Taiwan Typhoon and Flood Research Institute
- Founder: Government of Taiwan
- Established: 2011
- Owner: Ministry of Science and Technology (Taiwan)
- Location: Taichung, Taiwan
- Dissolved: 2018

= Taiwan Typhoon and Flood Research Institute =

Institute in the city of Taichung, Taiwan

The Taiwan Typhoon and Flood Research Institute (TTFRI) was a research institute which is part of the National Applied Research Laboratories of Taiwan. It was merged into the National Science and Technology Center for Disaster Reduction in 2018.

==History==
The Taiwan Typhoon and Flood Research Institute was inaugurated in 2011 in the city of Taichung. Lee Cheng-shang was the inaugural Director.

TTFRI is a coordinator of research into quantitative precipitation forecasting.

TTFRI has worked with the Central Weather Bureau to develop a radar assimilation system which has increased the accuracy of the six hour rainfall forecast by twenty percent.

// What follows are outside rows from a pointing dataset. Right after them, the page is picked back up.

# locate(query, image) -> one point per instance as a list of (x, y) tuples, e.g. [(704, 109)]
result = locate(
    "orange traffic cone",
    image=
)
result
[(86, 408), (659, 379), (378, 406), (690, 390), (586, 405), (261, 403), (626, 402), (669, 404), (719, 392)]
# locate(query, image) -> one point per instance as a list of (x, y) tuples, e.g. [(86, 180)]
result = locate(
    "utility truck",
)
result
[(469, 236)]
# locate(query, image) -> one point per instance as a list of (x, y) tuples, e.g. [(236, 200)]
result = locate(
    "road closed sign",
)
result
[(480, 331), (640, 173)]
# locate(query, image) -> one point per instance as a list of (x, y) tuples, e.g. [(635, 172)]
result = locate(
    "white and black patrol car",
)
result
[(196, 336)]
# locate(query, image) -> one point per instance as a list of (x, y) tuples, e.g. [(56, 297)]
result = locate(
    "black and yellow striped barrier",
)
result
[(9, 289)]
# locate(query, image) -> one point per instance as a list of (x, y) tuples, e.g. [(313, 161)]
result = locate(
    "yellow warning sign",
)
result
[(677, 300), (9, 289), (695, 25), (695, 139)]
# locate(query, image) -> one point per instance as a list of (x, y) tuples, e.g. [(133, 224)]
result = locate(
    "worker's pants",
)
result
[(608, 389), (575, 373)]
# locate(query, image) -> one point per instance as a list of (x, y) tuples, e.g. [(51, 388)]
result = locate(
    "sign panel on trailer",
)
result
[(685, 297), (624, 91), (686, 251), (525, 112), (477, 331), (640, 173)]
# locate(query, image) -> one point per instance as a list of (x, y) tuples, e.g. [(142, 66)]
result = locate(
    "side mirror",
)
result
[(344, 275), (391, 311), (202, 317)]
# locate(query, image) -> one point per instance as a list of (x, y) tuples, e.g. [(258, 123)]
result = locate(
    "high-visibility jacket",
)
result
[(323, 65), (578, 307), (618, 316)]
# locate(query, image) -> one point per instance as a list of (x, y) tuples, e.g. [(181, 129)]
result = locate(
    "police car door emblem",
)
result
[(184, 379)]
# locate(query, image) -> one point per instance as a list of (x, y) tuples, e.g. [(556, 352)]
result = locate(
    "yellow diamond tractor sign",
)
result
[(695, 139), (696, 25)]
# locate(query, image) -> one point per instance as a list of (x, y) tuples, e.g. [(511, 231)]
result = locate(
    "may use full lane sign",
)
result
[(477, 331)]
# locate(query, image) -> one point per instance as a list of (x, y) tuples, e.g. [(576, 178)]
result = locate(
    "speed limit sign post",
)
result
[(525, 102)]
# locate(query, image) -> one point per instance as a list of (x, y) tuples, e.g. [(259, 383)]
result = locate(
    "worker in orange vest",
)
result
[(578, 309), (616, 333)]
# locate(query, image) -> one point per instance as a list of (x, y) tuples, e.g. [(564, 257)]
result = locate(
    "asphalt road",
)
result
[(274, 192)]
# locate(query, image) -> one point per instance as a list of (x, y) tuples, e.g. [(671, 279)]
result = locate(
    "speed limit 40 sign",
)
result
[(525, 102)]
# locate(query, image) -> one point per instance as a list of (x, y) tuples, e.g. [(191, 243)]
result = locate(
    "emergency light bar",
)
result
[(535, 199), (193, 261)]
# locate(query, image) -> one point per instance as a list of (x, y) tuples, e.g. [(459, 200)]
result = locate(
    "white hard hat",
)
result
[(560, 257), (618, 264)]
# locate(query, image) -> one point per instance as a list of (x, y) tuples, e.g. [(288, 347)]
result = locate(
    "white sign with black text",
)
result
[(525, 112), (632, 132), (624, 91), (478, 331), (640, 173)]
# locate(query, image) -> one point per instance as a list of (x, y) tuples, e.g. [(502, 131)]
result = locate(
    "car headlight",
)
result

In 2018 TTFRI began a project to improve the flood management of Cayo District in Belize in partnership with the Belizean Government which is one of Taiwan's few remaining official diplomatic allies.

==Equipment==
In 2015 TTFRI acquired a set of UAVs from Australia for use their typhoon research program. Early attempts to acquire UAVs in 2005 were scrapped due to stricter air traffic controls imposed as a result of global terrorism.